Additionally, we're apparently putting our oldest dog down on Saturday, a decision I disagree with, and Duds, the puppy, keeps attacking both her (the oldest dog) and Spike, my dog. Today it took me yanking Duds by the neck and lots of hard thwaps to the butt to get him off. I mean he was trying to kill Spike for some reason.

I do not understand. Life is supposed to calm down and get better during school breaks.

Wednesday, May 11, 2011

Dear you

Hey.

You said you had changed, you know. And I really thought you had. I really did. You fed me lies about how you wanted to be a good person for me, and how ashamed you were of what you had done before. But you really aren't, are you? You're still a little man-whore, and all you care about is sex. At least be honest with me, you know? Don't pretend like you care any other way about me other than getting some pussy. I can't believe I almost fell for it, and almost flipped my shit over you like everyone else did.
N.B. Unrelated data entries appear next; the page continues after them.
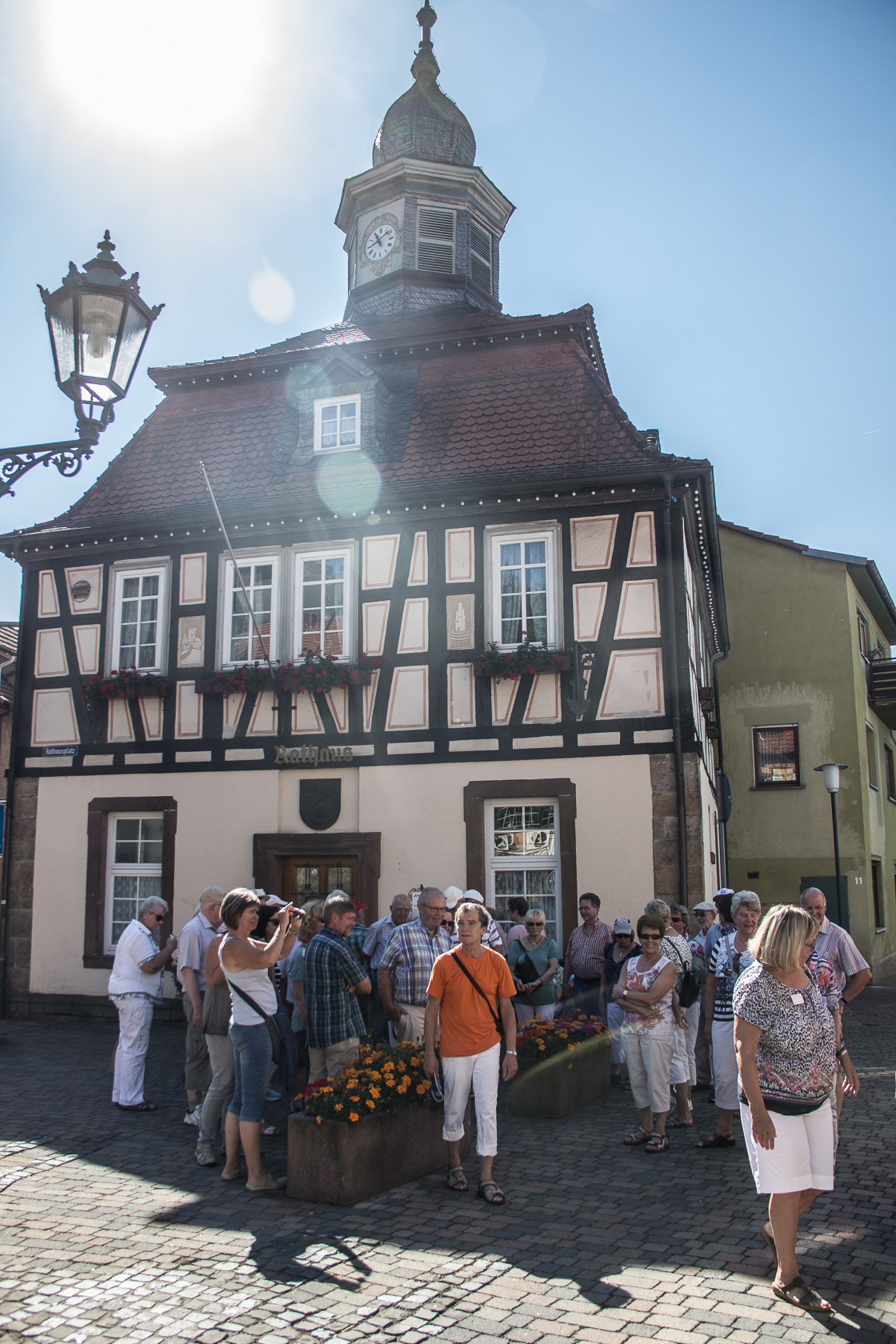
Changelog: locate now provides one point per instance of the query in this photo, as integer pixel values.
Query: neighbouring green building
(810, 679)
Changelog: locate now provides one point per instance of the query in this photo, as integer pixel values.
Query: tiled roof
(490, 414)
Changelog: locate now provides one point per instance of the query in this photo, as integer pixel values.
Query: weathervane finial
(426, 18)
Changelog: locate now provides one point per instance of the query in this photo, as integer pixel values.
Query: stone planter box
(563, 1082)
(334, 1163)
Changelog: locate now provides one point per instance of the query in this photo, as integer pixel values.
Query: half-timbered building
(402, 491)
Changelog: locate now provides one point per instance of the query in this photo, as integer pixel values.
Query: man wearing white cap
(192, 946)
(492, 937)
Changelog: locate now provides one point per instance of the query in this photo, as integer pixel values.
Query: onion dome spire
(423, 122)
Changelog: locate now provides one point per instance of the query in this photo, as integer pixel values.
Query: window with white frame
(134, 870)
(523, 589)
(523, 859)
(242, 642)
(435, 239)
(322, 598)
(138, 620)
(481, 257)
(338, 424)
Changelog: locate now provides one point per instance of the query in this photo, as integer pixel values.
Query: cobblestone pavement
(110, 1230)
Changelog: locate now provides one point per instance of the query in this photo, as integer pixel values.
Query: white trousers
(480, 1071)
(134, 1020)
(803, 1152)
(615, 1018)
(724, 1065)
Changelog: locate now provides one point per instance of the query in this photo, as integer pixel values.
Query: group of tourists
(746, 1007)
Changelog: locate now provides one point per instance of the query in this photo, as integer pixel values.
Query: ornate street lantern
(98, 326)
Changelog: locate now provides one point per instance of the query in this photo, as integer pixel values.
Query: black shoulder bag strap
(273, 1029)
(498, 1025)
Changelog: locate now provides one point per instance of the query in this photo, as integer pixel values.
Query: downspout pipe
(7, 836)
(674, 695)
(723, 826)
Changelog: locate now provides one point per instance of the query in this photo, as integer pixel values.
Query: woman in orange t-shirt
(464, 986)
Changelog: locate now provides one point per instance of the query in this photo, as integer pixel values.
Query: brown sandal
(457, 1183)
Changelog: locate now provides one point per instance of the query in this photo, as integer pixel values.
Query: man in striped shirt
(375, 944)
(834, 945)
(586, 953)
(407, 966)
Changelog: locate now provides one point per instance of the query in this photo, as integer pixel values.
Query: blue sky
(714, 176)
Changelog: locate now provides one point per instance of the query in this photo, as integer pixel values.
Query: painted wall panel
(633, 689)
(638, 610)
(87, 648)
(53, 719)
(233, 706)
(306, 714)
(188, 711)
(192, 578)
(379, 557)
(461, 702)
(338, 702)
(374, 620)
(415, 626)
(92, 602)
(419, 574)
(370, 699)
(544, 699)
(589, 601)
(409, 705)
(150, 711)
(50, 654)
(118, 726)
(502, 699)
(263, 721)
(460, 557)
(593, 539)
(47, 596)
(642, 549)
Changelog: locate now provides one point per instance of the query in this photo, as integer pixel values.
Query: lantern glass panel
(100, 320)
(63, 338)
(132, 339)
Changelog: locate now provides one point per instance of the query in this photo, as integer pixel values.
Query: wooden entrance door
(318, 875)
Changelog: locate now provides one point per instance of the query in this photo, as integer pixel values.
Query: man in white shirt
(195, 938)
(134, 986)
(375, 944)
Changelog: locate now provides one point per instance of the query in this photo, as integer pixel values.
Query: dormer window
(435, 239)
(338, 424)
(481, 257)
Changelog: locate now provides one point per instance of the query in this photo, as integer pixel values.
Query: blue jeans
(253, 1059)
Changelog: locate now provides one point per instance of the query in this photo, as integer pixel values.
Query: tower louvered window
(435, 239)
(481, 257)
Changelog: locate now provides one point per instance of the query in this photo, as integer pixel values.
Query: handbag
(496, 1018)
(270, 1022)
(526, 970)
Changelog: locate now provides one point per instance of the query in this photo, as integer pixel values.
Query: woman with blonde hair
(787, 1059)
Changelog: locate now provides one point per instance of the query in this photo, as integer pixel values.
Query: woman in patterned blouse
(786, 1054)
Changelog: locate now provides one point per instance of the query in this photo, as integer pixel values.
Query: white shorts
(803, 1152)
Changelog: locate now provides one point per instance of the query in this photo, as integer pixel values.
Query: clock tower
(423, 225)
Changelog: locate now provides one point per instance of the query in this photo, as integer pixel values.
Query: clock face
(381, 242)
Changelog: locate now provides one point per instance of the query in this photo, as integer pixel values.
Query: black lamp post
(98, 326)
(830, 772)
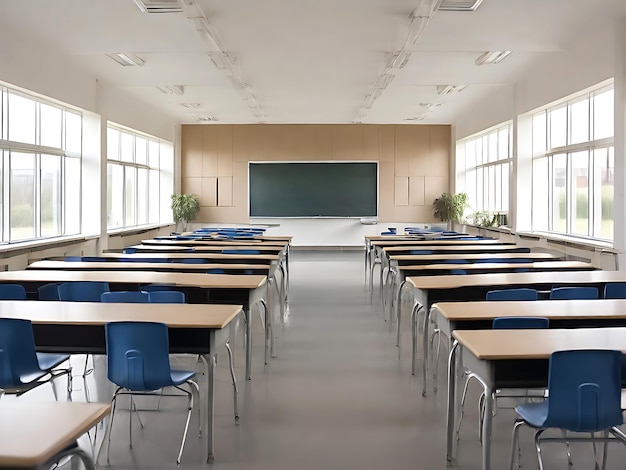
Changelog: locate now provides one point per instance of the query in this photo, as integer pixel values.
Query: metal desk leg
(451, 418)
(209, 364)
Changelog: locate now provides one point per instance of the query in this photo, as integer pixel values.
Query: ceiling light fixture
(447, 89)
(491, 57)
(159, 6)
(398, 59)
(459, 5)
(126, 59)
(171, 89)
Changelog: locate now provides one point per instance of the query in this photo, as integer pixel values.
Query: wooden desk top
(468, 256)
(536, 266)
(252, 244)
(503, 279)
(417, 241)
(120, 265)
(32, 433)
(214, 316)
(225, 281)
(601, 309)
(390, 248)
(192, 254)
(209, 247)
(537, 344)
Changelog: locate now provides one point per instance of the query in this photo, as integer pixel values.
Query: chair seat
(179, 377)
(51, 360)
(534, 414)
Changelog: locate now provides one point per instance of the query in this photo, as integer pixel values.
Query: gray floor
(339, 395)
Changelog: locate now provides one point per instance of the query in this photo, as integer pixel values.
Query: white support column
(619, 207)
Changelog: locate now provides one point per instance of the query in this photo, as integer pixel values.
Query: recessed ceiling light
(127, 59)
(171, 89)
(491, 57)
(447, 89)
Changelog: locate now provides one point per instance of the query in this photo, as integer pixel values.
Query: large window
(573, 166)
(40, 150)
(138, 177)
(484, 165)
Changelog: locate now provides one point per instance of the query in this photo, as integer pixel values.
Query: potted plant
(450, 207)
(185, 207)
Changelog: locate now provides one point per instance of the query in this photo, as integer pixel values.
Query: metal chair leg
(234, 379)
Well I figured you out. Fuck you for leading me along. Fuck you for feeding me lines that you were trying to change. And fuck you for almost stealing my heart. We will still be friends, but if you think anything else is going to happen, you're sadly mistaken. I can't wait to see the look on your face when I finally get to shoot you down. I hope you fall hard so no other girl gets hurt. Because I see you doing it to one of my friends, too. And I see her, being around less, because she is so busy with you. You will NOT do this to her. I've been feeling down for days because of YOU, and I won't let you do it to her. Fuck. You. Sir.

No love,
Me

PS: Sigh. Now I am just thinking it is me. It is probably just me. I know I suck, you know? I really do. I see people, they're withdrawing from me, the more they get to know me. I am sorry. I am sorry for everything.